Sun Feb 24, 2013 7:40 am
Sounds do-able doesn't it but these load balancing ideas usually prove to be impossible at a simple script level.
All network packets will be clearly marked with their destination so in principal you can do these sort of things. Problem arises because the monitor needs to be in a place where it can see all network traffic. For a home network this is the router provided by your ISP and not your Pi, which will only be picking up its own traffic. Naturally access to the router internals are usually restricted to put it mildly.

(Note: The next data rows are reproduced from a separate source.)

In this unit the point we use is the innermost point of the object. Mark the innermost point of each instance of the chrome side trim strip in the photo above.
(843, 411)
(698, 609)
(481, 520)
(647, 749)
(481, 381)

Of course the network configuration could be modified, so a single system (the Pi in this case), takes all network traffic, and then forwards it on it your local network. There are tools to analyse network (TCP/UDP/...) packets, search out Wireshark if you are encouraged to go further. You will be able to put the tool into a promiscuous mode to pick up all traffic, and very verbose you will find it too. So the Pi will have to be doing a lot of grunt to sort things out. All this requires a deep level of understanding to ensure a good level of even-handedness to the sharing of resources; there are always unseen side-effects.
Another approach would be to install multiple NICs on the Pi and design your network into several sub-nets. So one NIC could be using IPs on the 192.168.1, a second on 192.168.2 and so on. This could simplify the issue since you are now limiting yourself to monitoring just these points in the network.
Apologies if this is all a bit general, not specific enough and unhelpful.
Maybe someone will be able to contribute something more concrete for you.
Good luck.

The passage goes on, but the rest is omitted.